Selanjutnya, Ketua Pengadilan Negeri Tulungagung, Cyrilla Nur Endah Sulistyaningrum, S.H., M.H., menjelaskan pentingnya sinergi antara lembaga peradilan dan Komisi Yudisial dalam menjaga integritas hakim. Beliau menegaskan bahwa Komisi Yudisial memiliki kewenangan melakukan pengawasan etik dan perilaku hakim, namun tidak berwenang mengintervensi substansi putusan maupun pertimbangan hukum hakim. Dalam paparannya, beliau juga menjelaskan implementasi Sistem Manajemen Anti Penyuapan (SMAP) sebagai salah satu langkah konkret dalam mewujudkan peradilan yang bersih dan berintegritas.
Pada sesi ketiga, Dr. Hj. Dian Ferricha, S.H., M.H. menguraikan peran strategis perguruan tinggi dalam mendukung tugas Komisi Yudisial melalui pelaksanaan Tri Dharma Perguruan Tinggi. Menurut beliau, kampus memiliki fungsi penting sebagai pusat pendidikan hukum dan pembentukan karakter, sekaligus menjadi mitra dalam pengawasan peradilan melalui berbagai program seperti pemantauan persidangan, kajian putusan, serta pengembangan laboratorium etika hukum.

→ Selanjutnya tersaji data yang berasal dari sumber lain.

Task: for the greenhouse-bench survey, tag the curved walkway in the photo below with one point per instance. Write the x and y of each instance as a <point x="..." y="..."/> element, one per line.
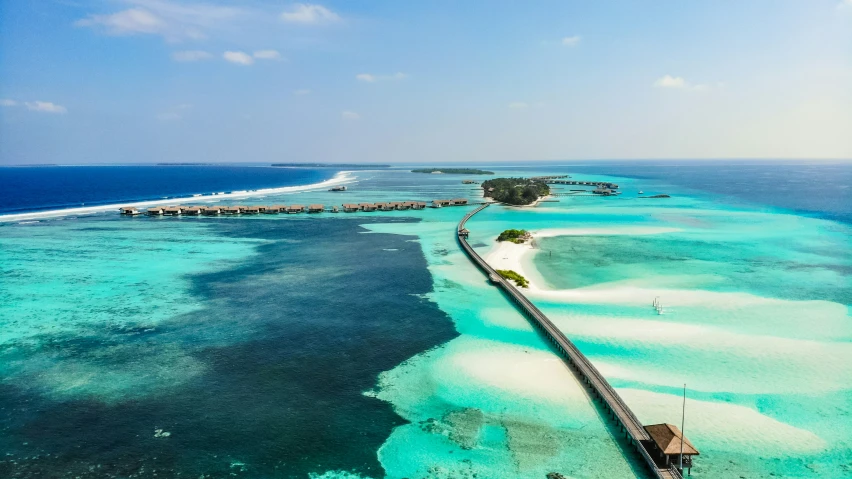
<point x="584" y="369"/>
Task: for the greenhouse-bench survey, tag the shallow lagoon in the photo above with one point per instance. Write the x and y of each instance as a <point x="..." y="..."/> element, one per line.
<point x="481" y="393"/>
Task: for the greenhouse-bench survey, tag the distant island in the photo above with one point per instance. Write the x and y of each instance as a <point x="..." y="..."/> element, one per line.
<point x="331" y="165"/>
<point x="515" y="236"/>
<point x="184" y="164"/>
<point x="515" y="191"/>
<point x="453" y="171"/>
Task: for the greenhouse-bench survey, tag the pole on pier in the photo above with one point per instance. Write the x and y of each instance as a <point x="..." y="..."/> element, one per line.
<point x="682" y="423"/>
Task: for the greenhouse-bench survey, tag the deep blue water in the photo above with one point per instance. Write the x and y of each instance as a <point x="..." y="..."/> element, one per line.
<point x="290" y="339"/>
<point x="820" y="189"/>
<point x="24" y="189"/>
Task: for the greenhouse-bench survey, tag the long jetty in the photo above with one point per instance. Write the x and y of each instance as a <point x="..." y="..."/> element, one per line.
<point x="582" y="367"/>
<point x="600" y="184"/>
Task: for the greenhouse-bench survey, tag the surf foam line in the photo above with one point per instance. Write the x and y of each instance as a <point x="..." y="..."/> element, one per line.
<point x="341" y="177"/>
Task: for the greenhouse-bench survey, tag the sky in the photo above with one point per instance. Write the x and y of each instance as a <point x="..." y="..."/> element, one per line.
<point x="141" y="81"/>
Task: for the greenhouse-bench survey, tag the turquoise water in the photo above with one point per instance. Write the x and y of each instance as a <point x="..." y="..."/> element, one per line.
<point x="427" y="370"/>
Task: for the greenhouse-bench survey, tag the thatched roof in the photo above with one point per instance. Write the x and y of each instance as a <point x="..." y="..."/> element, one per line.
<point x="668" y="437"/>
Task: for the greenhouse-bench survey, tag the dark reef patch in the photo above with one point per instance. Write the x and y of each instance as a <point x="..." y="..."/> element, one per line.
<point x="289" y="340"/>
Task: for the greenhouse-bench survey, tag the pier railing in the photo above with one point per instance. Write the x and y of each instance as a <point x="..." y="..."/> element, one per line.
<point x="585" y="370"/>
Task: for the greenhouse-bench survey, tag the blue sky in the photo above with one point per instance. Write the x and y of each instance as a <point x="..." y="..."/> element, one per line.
<point x="119" y="81"/>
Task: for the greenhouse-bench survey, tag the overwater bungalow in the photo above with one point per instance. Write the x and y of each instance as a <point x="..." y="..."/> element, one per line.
<point x="130" y="211"/>
<point x="668" y="442"/>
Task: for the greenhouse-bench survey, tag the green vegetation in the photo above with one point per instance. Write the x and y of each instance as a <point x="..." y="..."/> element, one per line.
<point x="515" y="191"/>
<point x="515" y="236"/>
<point x="453" y="171"/>
<point x="518" y="279"/>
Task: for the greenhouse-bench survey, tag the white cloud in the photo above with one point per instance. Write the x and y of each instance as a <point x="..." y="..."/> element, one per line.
<point x="267" y="55"/>
<point x="309" y="14"/>
<point x="371" y="78"/>
<point x="241" y="58"/>
<point x="669" y="81"/>
<point x="45" y="106"/>
<point x="571" y="41"/>
<point x="679" y="83"/>
<point x="191" y="56"/>
<point x="172" y="21"/>
<point x="169" y="116"/>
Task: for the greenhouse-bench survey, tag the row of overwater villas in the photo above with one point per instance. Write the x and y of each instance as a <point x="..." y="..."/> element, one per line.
<point x="292" y="209"/>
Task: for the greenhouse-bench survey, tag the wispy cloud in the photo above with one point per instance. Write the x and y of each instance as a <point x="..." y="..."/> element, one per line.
<point x="173" y="21"/>
<point x="267" y="55"/>
<point x="309" y="14"/>
<point x="45" y="107"/>
<point x="571" y="41"/>
<point x="678" y="83"/>
<point x="191" y="56"/>
<point x="668" y="81"/>
<point x="371" y="78"/>
<point x="174" y="113"/>
<point x="240" y="58"/>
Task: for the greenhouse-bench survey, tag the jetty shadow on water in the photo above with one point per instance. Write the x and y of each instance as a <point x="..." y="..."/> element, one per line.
<point x="287" y="342"/>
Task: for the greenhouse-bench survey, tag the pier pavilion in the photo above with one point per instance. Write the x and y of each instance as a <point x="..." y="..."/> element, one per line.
<point x="667" y="441"/>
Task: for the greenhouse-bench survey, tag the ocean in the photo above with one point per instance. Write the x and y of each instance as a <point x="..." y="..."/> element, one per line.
<point x="27" y="189"/>
<point x="367" y="346"/>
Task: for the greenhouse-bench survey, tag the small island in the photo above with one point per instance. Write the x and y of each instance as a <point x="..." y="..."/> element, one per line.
<point x="453" y="171"/>
<point x="515" y="236"/>
<point x="515" y="191"/>
<point x="329" y="165"/>
<point x="518" y="279"/>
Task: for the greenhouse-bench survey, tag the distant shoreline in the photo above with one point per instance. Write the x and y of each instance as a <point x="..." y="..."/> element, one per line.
<point x="340" y="178"/>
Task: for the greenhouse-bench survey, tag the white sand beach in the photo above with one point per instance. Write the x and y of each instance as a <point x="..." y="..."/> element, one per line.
<point x="341" y="177"/>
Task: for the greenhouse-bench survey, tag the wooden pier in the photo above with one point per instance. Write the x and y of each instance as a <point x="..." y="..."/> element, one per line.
<point x="291" y="209"/>
<point x="600" y="184"/>
<point x="612" y="403"/>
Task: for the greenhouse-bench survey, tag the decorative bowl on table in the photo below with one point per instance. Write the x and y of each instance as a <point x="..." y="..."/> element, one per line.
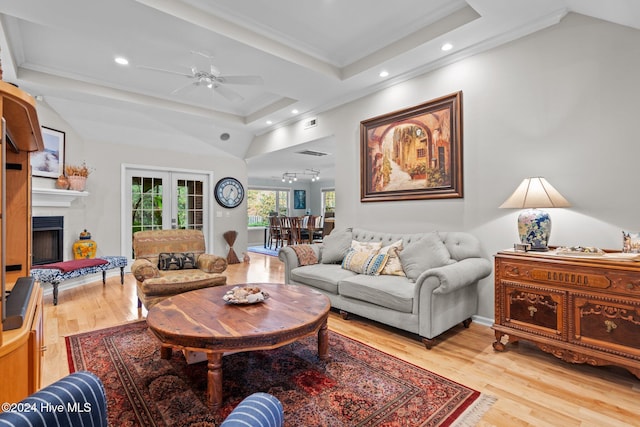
<point x="580" y="251"/>
<point x="245" y="295"/>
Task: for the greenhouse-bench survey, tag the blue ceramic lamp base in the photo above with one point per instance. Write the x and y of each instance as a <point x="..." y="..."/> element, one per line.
<point x="534" y="228"/>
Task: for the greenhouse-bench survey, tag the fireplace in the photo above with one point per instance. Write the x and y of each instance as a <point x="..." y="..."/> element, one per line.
<point x="48" y="232"/>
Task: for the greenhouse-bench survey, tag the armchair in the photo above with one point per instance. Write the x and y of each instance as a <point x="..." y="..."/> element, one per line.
<point x="180" y="274"/>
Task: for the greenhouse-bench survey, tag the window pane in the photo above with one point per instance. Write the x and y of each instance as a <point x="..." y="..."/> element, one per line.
<point x="328" y="201"/>
<point x="262" y="203"/>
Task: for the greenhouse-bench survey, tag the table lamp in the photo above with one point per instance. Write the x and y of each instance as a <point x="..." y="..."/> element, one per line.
<point x="534" y="225"/>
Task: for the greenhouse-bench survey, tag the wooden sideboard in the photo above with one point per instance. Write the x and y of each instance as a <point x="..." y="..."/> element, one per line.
<point x="580" y="309"/>
<point x="20" y="348"/>
<point x="21" y="354"/>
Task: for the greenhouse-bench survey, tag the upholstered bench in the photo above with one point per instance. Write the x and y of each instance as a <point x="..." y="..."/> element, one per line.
<point x="60" y="271"/>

Beliau juga menyampaikan bahwa sepanjang tahun 2023 Komisi Yudisial menerima ribuan laporan pengaduan masyarakat terkait dugaan pelanggaran etik hakim. Data tersebut menunjukkan bahwa pengawasan terhadap perilaku hakim masih menjadi kebutuhan penting dalam menjaga kepercayaan publik terhadap lembaga peradilan. Oleh karena itu, sinergi antara Komisi Yudisial, lembaga peradilan, perguruan tinggi, dan masyarakat perlu terus diperkuat.

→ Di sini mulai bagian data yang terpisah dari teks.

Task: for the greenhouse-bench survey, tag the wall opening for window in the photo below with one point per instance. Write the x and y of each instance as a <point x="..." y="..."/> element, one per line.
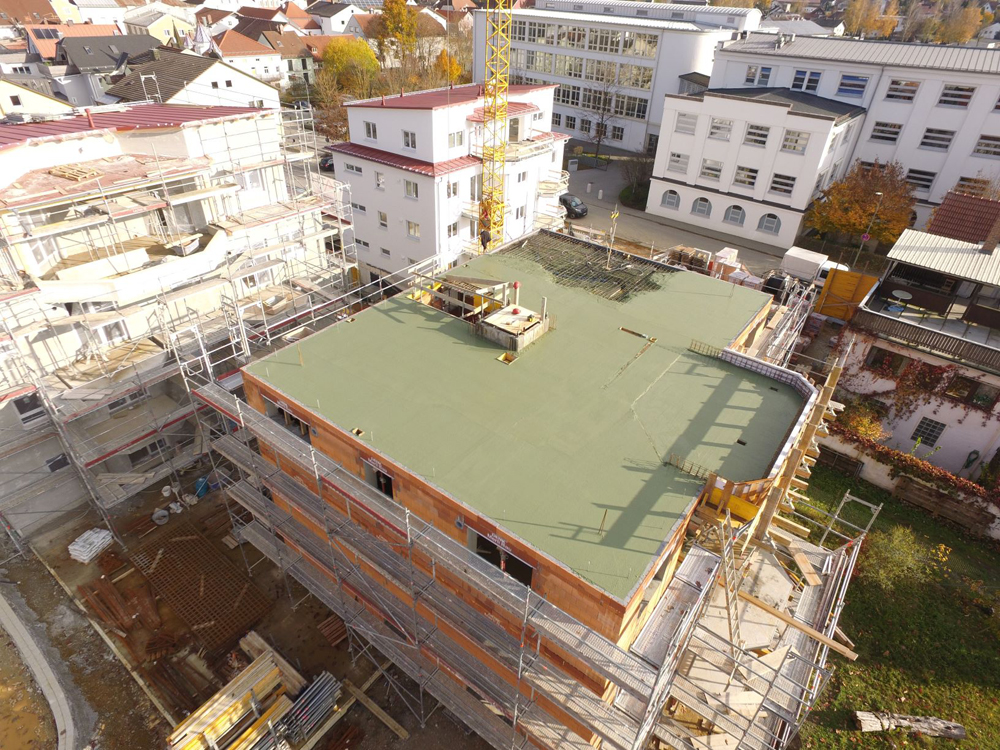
<point x="501" y="558"/>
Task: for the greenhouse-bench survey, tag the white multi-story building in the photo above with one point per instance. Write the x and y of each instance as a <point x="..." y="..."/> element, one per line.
<point x="932" y="108"/>
<point x="414" y="165"/>
<point x="747" y="162"/>
<point x="634" y="52"/>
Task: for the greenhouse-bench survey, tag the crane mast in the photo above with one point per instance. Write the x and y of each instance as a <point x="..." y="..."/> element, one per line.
<point x="495" y="133"/>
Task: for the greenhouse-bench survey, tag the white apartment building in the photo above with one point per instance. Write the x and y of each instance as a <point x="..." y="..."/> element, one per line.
<point x="133" y="238"/>
<point x="933" y="108"/>
<point x="747" y="162"/>
<point x="634" y="52"/>
<point x="414" y="165"/>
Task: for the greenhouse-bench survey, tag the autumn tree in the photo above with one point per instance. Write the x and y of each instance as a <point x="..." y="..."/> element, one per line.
<point x="351" y="65"/>
<point x="958" y="25"/>
<point x="448" y="67"/>
<point x="848" y="205"/>
<point x="395" y="30"/>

Antusiasme peserta terlihat dalam sesi diskusi dan tanya jawab. Berbagai pertanyaan disampaikan terkait peran media sosial dalam membangun kepercayaan publik terhadap lembaga peradilan, mekanisme pengawasan terhadap hakim yang diduga melakukan pelanggaran etik, serta implikasi pelanggaran kode etik hakim terhadap keabsahan putusan yang telah dijatuhkan.

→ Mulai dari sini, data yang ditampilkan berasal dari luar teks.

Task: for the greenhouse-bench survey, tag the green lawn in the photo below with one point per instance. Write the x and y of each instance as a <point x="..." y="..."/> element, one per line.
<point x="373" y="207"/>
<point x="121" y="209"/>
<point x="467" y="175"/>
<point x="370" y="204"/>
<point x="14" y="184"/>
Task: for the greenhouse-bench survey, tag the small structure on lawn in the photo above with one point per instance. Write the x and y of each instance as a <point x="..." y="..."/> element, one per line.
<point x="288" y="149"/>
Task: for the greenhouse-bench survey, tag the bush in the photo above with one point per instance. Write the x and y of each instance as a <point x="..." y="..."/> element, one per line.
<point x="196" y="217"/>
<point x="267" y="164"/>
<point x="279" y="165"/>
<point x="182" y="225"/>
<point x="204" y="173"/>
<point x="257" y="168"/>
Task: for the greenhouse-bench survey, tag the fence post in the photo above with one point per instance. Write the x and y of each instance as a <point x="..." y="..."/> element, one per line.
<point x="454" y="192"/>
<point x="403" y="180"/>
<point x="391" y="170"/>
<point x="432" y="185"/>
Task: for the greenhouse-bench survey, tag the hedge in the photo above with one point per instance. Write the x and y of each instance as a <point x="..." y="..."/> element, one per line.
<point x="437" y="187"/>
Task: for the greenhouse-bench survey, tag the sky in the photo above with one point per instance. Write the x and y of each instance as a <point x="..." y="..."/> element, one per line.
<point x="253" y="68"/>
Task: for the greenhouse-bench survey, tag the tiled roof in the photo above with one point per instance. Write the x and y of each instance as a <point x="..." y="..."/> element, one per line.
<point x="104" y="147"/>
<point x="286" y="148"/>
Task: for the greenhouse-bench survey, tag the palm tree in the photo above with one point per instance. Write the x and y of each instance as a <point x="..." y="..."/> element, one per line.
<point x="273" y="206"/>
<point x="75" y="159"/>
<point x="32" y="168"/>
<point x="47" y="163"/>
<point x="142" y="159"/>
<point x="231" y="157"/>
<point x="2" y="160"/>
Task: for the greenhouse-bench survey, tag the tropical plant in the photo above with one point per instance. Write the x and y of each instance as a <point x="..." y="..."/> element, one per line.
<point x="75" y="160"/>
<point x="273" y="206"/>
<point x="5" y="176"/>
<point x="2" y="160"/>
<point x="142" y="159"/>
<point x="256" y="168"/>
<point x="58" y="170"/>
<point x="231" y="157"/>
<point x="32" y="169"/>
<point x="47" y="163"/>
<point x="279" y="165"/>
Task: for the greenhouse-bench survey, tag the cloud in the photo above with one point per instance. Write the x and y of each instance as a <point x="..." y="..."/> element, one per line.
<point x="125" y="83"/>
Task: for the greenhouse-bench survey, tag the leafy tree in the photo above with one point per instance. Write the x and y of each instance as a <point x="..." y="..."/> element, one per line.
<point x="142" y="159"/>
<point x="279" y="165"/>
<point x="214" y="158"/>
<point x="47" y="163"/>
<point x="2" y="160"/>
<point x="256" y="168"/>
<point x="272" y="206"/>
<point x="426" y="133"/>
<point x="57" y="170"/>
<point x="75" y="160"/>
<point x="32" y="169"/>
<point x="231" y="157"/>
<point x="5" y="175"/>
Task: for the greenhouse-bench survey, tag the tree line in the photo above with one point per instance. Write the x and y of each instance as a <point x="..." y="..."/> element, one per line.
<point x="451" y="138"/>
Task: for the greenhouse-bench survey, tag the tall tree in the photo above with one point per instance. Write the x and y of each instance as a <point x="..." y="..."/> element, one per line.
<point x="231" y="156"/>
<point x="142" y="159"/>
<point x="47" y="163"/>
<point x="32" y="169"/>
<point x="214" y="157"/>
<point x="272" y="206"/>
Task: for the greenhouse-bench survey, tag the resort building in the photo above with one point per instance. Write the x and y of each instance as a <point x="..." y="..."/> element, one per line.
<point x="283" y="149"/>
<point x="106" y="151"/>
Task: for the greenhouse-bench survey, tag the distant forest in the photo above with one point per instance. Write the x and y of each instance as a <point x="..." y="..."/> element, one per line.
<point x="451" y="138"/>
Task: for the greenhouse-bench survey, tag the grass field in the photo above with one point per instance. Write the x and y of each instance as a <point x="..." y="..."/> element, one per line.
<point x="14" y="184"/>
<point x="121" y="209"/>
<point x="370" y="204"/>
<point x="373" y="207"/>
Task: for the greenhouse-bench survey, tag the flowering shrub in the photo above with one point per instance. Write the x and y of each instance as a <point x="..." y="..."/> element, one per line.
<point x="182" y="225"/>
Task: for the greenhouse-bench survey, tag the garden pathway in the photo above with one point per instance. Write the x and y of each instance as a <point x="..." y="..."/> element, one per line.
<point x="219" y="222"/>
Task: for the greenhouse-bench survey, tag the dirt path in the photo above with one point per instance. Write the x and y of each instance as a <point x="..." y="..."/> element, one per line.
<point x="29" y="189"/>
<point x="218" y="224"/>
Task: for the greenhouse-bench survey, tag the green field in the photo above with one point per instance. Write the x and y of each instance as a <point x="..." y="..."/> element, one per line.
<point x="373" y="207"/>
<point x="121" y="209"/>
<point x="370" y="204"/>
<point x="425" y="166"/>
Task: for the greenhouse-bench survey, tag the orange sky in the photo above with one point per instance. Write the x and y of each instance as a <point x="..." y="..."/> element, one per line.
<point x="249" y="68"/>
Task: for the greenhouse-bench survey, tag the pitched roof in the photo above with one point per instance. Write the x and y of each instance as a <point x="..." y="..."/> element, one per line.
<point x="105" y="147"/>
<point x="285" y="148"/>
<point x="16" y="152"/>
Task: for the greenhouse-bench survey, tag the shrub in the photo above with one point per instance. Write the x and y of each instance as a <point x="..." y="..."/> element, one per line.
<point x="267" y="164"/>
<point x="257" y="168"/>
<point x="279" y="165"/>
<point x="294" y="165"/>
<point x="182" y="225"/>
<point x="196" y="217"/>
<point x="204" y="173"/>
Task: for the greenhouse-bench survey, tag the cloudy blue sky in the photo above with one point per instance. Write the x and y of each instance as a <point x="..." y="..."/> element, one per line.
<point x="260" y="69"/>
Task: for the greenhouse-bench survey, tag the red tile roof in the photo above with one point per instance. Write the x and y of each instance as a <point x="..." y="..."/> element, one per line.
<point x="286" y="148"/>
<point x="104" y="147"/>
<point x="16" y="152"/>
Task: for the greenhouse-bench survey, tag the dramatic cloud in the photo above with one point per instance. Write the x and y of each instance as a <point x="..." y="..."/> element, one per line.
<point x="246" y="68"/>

Melalui kegiatan ini, HMPS Hukum Ekonomi Syariah berharap mahasiswa tidak hanya memahami aspek normatif hukum, tetapi juga memiliki kesadaran akan pentingnya integritas, etika profesi, dan pengawasan terhadap lembaga peradilan. Seminar publik ini menjadi bukti nyata komitmen Fakultas Syariah dan Ilmu Hukum UIN Sayyid Ali Rahmatullah Tulungagung dalam mencetak generasi akademisi dan praktisi hukum yang profesional, berintegritas, serta mampu berkontribusi dalam penguatan sistem hukum dan peradilan di Indonesia.